O mito dos incendiários

Ou os incendiários são verdadeiros especialistas em meteorologia, ou a conversa dos incendiários só desvia a atenção do essencial.

Conheço bastante gente conhecedora, bem-intencionada e estudiosa que fala dos incendiários como um grande problema de gestão do fogo em Portugal.

E, no entanto, não existe a menor base empírica para a ideia de que o fundamental é reduzir o número de ignições, sejam elas intencionais, sejam elas fruto de negligência.

É natural que os jornalistas, depois de ouvirem tanta gente responsável e conhecedora falar do grande problema dos incendiários, incluindo instituições, como a Polícia Judiciária, que dedicam ao assunto tantos recursos, se convençam mesmo de que existe um problema sério de gestão do fogo associado ao incendiarismo. E que escrevam isso.

Simplesmente não é o facto de haver muita gente a dizer isto, e estar escrito em todos os jornais, que faz com que uma ideia errada deixe de ser errada. Não estou a dizer que não existam incendiários, claro que existem, e podem ser, localmente e por períodos curtos, responsáveis por um surto de pequenos incêndios frequentes numa aldeia.

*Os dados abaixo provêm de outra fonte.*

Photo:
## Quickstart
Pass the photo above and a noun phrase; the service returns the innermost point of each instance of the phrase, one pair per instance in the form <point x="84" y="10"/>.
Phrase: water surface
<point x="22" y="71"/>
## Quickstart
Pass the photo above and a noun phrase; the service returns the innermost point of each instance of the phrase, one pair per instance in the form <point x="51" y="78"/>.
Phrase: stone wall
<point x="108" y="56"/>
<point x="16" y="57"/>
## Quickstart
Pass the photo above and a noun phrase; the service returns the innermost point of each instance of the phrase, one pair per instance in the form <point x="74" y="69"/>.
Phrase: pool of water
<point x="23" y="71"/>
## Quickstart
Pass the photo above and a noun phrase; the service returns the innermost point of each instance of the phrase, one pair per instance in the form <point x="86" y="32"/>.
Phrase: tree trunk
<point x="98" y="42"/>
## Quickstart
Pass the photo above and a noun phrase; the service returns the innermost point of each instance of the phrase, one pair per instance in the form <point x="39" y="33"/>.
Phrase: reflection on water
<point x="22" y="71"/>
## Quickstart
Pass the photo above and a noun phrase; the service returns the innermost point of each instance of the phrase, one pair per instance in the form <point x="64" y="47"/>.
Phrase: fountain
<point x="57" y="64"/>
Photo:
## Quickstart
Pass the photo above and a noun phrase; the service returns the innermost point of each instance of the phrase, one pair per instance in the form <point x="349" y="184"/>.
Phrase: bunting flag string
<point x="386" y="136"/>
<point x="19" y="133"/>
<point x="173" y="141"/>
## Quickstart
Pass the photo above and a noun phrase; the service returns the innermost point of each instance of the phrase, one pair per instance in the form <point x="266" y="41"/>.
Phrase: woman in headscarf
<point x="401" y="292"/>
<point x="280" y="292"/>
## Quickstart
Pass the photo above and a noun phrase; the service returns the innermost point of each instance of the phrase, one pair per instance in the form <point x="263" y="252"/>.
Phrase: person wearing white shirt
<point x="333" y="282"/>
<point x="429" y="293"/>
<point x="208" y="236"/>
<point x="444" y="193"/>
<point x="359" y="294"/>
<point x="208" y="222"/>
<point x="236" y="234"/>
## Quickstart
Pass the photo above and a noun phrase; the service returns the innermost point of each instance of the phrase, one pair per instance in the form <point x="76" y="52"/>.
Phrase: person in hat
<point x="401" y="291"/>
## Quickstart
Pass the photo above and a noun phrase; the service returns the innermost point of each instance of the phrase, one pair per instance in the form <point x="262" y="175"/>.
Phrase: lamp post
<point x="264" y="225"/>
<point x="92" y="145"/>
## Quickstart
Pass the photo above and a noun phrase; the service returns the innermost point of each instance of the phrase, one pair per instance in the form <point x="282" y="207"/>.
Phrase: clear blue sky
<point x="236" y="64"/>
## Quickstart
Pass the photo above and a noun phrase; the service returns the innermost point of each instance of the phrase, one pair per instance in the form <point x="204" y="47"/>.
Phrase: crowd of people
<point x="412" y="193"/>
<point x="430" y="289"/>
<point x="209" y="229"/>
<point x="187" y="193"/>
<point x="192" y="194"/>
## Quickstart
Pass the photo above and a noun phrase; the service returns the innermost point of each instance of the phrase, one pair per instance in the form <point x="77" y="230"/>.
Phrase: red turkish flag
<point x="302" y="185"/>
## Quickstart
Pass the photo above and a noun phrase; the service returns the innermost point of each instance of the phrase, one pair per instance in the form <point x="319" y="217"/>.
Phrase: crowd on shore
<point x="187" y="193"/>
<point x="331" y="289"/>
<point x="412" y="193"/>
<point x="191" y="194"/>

Estes incendiários – o tolo ou bêbado da aldeia, o vizinho anti-social, o pastor que se revolta por lhe negarem o pasto aos animais, o homem que acha que o vizinho o engana com a mulher, o bombeiro pirómano, o que gosta de ver helicópteros ou aviões – são muito pouco importantes na discussão sobre as melhores soluções de gestão do fogo.

Vale a pena lembrar que 1% das ignições do ano de 2003 – cerca de 400 mil hectares ardidos – foram responsáveis por 90% da área ardida. No Arizona, em 2011, uma única ignição foi responsável por 218 mil hectares ardidos.

Não existe qualquer relação entre número de fogos, associados à maior densidade populacional, e percentagem de área ardida, associada ao despovoamento e ao abandono agrícola das regiões centro e norte do país.

A ideia simples e, neste caso assaz simplista, de que sem uma ignição inicial não há progressão do fogo é responsável pela persistência do mito dos incendiários como origem dos problemas que Portugal tem na gestão do fogo.

A meteorologia explica pelo menos dois terços da área ardida. Em média, cerca de 12 dias no ano concentram 80% da área ardida.

Ou os incendiários são verdadeiros especialistas em meteorologia, e se concentram nas regiões e dias que em cada ano mais ardem, ou a conversa dos incendiários só desvia a atenção do essencial.

E o essencial é que desde que exista combustível em quantidade e com continuidade, discutir se há muitas ou poucas ignições é mais ou menos indiferente, tal como se deixarmos os bicos do fogão abertos a libertar gás, é inútil discutir se vai haver uma ignição ou 1000 até à explosão, inevitável, decorrente da acumulação de combustível.

O que vale a pena discutir é como diminuímos o combustível disponível e quebramos a sua continuidade.

Para já, poderíamos começar por deixar de combater os fogos de Inverno e Primavera, cujo combate só serve para gastar dinheiro e facilitar a acumulação de combustível que irá arder, depois, em condições meteorológicas muito piores.